# Speckled nymph



## jfmantis (Jun 18, 2007)

I have a _Stagmomantis californica_ nymph. It was bright green, active, and seemingly fine in the morning. Then I left for a couple of hours and when I came back it had molted. The odd thing is, it is now covered in little black dots and streaks. Its behavior looks normal. Could it be an infection of some sort? If it is an infection, is there anything I can do to get rid of it. ('It' being the infection of course)


----------



## OGIGA (Jun 18, 2007)

How old is your nymph? I had one that started having colors similar to yours and and he turned out fine. After two more molts, it turned out that his whole body became brown.


----------



## jfmantis (Jun 18, 2007)

It molted into L4. I hope he will just turn brown.


----------



## Asa (Jun 18, 2007)

If it is streaks he is probably fine.


----------



## OGIGA (Jun 18, 2007)

> It molted into L4. I hope he will just turn brown.

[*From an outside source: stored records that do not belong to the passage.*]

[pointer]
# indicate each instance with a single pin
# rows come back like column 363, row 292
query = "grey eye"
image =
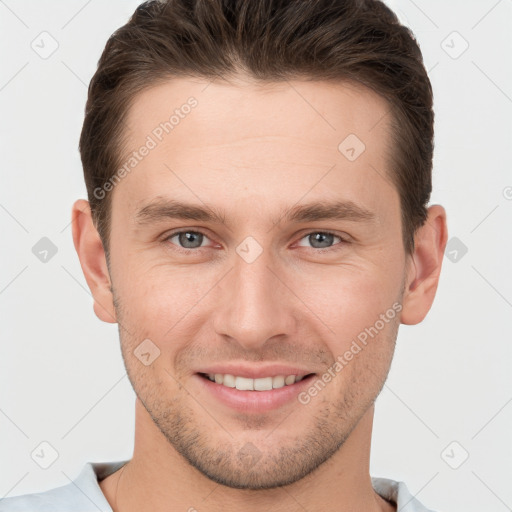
column 321, row 239
column 189, row 239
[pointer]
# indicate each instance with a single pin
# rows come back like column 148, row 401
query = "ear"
column 424, row 267
column 92, row 258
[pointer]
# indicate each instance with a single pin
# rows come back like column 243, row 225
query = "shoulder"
column 398, row 493
column 81, row 495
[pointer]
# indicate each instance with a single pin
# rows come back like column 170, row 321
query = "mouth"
column 261, row 384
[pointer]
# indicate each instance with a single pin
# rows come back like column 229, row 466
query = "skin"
column 253, row 150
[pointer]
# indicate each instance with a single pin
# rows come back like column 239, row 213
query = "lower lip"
column 254, row 401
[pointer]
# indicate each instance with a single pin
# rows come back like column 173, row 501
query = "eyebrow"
column 162, row 209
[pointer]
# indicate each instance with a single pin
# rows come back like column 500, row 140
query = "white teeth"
column 289, row 380
column 229, row 380
column 244, row 384
column 278, row 381
column 261, row 384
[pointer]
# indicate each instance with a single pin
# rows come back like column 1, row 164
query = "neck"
column 159, row 478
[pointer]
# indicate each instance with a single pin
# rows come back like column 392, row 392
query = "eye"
column 321, row 239
column 187, row 239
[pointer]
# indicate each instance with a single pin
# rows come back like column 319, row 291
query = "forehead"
column 240, row 140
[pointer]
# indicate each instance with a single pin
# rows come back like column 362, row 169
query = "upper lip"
column 254, row 372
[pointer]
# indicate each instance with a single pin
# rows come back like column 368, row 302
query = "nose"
column 253, row 304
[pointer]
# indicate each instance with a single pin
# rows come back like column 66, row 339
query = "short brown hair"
column 267, row 40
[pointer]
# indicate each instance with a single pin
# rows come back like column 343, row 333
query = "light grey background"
column 62, row 380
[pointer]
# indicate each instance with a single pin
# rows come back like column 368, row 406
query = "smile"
column 247, row 384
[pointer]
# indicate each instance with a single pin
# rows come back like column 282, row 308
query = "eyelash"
column 343, row 241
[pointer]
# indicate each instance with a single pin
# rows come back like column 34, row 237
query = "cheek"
column 350, row 298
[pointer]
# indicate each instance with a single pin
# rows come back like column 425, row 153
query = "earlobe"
column 92, row 258
column 425, row 267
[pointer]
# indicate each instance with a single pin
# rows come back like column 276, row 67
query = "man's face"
column 259, row 292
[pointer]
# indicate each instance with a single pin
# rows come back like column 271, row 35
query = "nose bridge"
column 254, row 305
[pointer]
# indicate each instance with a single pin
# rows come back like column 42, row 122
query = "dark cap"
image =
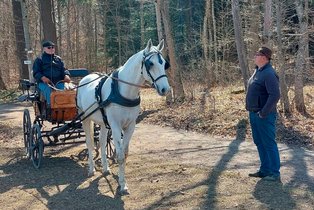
column 48, row 44
column 265, row 51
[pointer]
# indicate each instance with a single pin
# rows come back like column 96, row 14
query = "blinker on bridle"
column 148, row 64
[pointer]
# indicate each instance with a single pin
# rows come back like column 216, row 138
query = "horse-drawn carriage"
column 57, row 124
column 110, row 101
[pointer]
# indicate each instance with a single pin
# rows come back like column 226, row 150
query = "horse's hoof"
column 123, row 192
column 91, row 173
column 106, row 173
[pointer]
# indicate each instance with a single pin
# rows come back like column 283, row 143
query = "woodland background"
column 210, row 43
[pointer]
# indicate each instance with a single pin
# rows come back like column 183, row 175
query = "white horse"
column 146, row 65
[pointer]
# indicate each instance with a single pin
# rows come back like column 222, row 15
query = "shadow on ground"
column 60, row 183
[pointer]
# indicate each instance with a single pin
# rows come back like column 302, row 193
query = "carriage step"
column 64, row 128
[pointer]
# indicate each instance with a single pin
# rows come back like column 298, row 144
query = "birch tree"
column 239, row 41
column 300, row 61
column 175, row 75
column 281, row 63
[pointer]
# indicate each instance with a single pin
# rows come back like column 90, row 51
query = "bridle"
column 147, row 63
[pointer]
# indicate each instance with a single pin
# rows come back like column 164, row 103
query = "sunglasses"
column 259, row 54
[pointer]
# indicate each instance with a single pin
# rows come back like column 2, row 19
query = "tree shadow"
column 272, row 194
column 60, row 183
column 146, row 113
column 290, row 136
column 7, row 108
column 213, row 176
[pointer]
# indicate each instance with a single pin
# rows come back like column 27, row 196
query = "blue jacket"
column 50, row 66
column 263, row 91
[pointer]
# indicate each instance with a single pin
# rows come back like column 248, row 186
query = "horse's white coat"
column 121, row 119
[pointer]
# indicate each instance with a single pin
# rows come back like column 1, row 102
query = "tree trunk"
column 267, row 22
column 300, row 62
column 239, row 41
column 19, row 38
column 253, row 36
column 142, row 23
column 158, row 20
column 48, row 22
column 215, row 50
column 281, row 63
column 103, row 12
column 209, row 74
column 175, row 74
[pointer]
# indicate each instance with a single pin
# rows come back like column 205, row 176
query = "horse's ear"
column 161, row 45
column 148, row 46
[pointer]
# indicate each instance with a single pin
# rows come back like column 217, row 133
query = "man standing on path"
column 261, row 100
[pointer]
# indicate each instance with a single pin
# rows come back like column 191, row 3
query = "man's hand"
column 67, row 79
column 45, row 80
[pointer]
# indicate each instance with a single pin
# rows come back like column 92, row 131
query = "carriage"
column 112, row 102
column 56, row 125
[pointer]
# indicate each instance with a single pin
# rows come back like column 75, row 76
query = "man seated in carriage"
column 49, row 70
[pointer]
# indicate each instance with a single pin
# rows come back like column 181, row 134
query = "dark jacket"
column 263, row 91
column 50, row 66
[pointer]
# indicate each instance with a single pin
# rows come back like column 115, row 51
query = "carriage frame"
column 55, row 125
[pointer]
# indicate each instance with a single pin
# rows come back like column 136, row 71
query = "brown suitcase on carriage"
column 63, row 105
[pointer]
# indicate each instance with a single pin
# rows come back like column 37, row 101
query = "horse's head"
column 155, row 67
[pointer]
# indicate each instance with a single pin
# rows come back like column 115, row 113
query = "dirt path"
column 166, row 169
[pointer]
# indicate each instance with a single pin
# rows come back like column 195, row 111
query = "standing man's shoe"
column 272, row 178
column 257, row 174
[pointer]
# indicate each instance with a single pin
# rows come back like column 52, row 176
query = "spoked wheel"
column 111, row 151
column 37, row 146
column 27, row 126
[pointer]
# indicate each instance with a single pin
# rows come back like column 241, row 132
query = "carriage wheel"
column 111, row 152
column 27, row 126
column 37, row 146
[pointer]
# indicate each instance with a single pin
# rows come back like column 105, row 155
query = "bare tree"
column 48, row 21
column 19, row 38
column 281, row 63
column 267, row 22
column 175, row 75
column 300, row 62
column 209, row 74
column 239, row 41
column 158, row 20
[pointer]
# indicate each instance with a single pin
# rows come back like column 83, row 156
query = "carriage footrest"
column 64, row 128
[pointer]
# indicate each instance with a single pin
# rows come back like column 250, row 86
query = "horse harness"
column 115, row 96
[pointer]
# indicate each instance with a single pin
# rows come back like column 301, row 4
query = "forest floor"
column 193, row 155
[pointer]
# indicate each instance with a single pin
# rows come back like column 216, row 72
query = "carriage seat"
column 63, row 103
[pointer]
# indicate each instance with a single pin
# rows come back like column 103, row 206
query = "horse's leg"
column 103, row 143
column 116, row 135
column 127, row 135
column 88, row 128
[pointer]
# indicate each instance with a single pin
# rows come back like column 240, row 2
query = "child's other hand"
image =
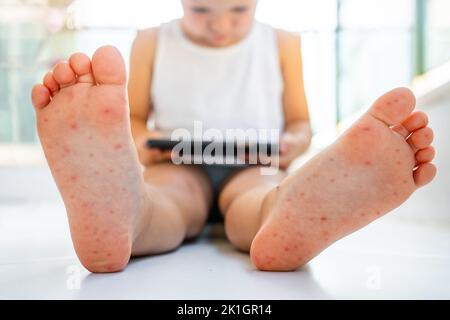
column 292, row 145
column 147, row 155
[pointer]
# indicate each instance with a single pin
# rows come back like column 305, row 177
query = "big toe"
column 108, row 66
column 394, row 106
column 40, row 96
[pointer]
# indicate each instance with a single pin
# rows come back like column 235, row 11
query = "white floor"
column 406, row 254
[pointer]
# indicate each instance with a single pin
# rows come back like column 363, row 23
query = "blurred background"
column 353, row 51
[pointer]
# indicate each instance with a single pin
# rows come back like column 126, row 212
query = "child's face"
column 218, row 23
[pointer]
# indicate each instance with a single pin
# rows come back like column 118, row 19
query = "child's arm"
column 297, row 130
column 139, row 87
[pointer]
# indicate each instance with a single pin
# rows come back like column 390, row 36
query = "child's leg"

That sounds about right. If it's a he, he has 3 more molts until adulthood.


----------



## Hypoponera (Jun 18, 2007)

Some species can change colors when they molt. Not sure if _S. californica_ is one of them. I have several _S.limbata_ that I hatched out of the same ooth. Some were bright green, some are brown camo colored and a single nymph is green on the underside and brown camo on the upper surface. I am waiting to see if any of them changes.


----------



## Rick (Jun 19, 2007)

More than likely it is fine. Don't be one of the worry wort people.


----------



## OGIGA (Jun 19, 2007)

Here's how mine changed. Sorry I didn't get good pictures of his back when he was still young.


----------



## Asa (Jun 19, 2007)

He's turning brown. Nothing to worry about.


----------



## jfmantis (Jun 20, 2007)

Actually, I don't know if it is male or female (do males and females have different amounts of molts?).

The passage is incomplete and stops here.